Indeed, the first thing that comes to mind when describing the flavor of Krupnikas is Christmas. To make the 80-proof spirit, Vilgalys boils down cinnamon, cloves, nutmeg, caraway, allspice, and other spices and mixes them with North Carolina wildflower honey. The mixture is then blended with grain-neutral spirit, left to sit for a week, filtered, and bottled. What results is a thick spirit earthier and more herbal than a honey whiskey and sweeter and more refined than Jagermeister.

The spirit is traditionally sipped on its own, but its strength, neutral base, and unique flavor make it a great option for cocktails as well. Vilgalys suggests using it to replace other alcohols in standard cocktails like a hot toddy or a “White Lithuanian,” where it’s mixed with coffee liqueur and half and half. However, local bars have taken the spirit and run with it. Durham’s upscale Counting House featured a “Brown & Bitter” on its menu, which mixed Krupnikas with Rittenhouse Rye, Cocchi Vermouth di Torino, Cardamaro, and Cynar. The nearby Crunkleton experimented with Krupnikas last year in its “The Bumble Bee’s Knees” cocktail, which contained bourbon, Krupnikas, lemon juice, milk, honey, egg white, bitters, and juniper berries.

Currently, Brother Vilgalys is a small operation with a tiny office and a backroom filled with buckets of honey and spices and a big metal “kettle.” The company has added four liqueurs to its range and plans to add a tasting room in the near future.

Brothers Vilgalys was the first producer of Krupnikas in the United States, though now there are several purveyors, including Kas Spirits in Mahopac, NY and Dirty Water Distillery in Plymouth, MA.

While the greatest concentration of Lithuanians in the United States is in Chicago — and Krupnikas sells well there — Vilgalys says North Carolina is still his biggest market, and he has no plans to leave Durham. In fact, he’s expanding. Currently, Brother Vilgalys is a small operation with a tiny office and a backroom filled with buckets of honey and spices and a big metal “kettle” that’s actually the bottom of a still. Earlier this year, the company started making four new liqueurs and intends to expand its production space and open a tasting room in the near future.

“It’s not as if Lithuanians are our core demographic,” Vilgalys says. “The real Lithuanian communities, they already know someone making this stuff and selling it under the table. We’re not going to be able to unseat the moonshiners.”

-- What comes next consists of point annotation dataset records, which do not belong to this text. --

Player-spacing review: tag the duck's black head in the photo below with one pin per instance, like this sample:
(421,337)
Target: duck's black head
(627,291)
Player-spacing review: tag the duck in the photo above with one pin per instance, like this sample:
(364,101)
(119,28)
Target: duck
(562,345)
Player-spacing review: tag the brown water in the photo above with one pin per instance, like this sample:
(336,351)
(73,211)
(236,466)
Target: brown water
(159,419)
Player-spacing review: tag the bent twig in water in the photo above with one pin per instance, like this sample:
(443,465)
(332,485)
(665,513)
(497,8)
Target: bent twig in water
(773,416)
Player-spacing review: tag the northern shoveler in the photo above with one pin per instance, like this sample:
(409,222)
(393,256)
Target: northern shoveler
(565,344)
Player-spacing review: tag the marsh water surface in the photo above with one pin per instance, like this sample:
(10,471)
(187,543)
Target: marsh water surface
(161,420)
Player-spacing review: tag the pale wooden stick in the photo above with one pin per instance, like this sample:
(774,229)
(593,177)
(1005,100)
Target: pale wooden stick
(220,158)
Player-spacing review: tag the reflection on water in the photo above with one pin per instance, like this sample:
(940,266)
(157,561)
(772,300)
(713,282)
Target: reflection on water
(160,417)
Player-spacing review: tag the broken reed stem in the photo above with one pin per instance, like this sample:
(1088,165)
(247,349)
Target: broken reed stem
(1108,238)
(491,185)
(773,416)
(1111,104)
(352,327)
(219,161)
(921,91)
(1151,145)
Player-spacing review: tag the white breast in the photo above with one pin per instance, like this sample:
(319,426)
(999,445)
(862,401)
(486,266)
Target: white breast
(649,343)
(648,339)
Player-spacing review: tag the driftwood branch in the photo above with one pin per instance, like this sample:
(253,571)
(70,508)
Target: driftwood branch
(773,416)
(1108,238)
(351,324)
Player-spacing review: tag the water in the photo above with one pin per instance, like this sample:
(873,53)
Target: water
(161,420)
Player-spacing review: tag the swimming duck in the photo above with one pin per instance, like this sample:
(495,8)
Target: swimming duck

Still, the fact that he’s popularizing a spirit rooted deeply in Lithuanian heritage isn’t lost on Vilgalys. Though he was born in the United States and doesn’t speak much Lithuanian, he says bringing Krupnikas to the public has bolstered his cultural identity.

“I’m half-Lithuanian and have a very Lithuanian name, so it’s always been a part of my identity in that way,” he says. “But [Krupnikas] does put me in a position of representing the country, language, and culture to a lot of people. I have a lot of Lithuanians contacting me who are excited to find out that someone is doing this.”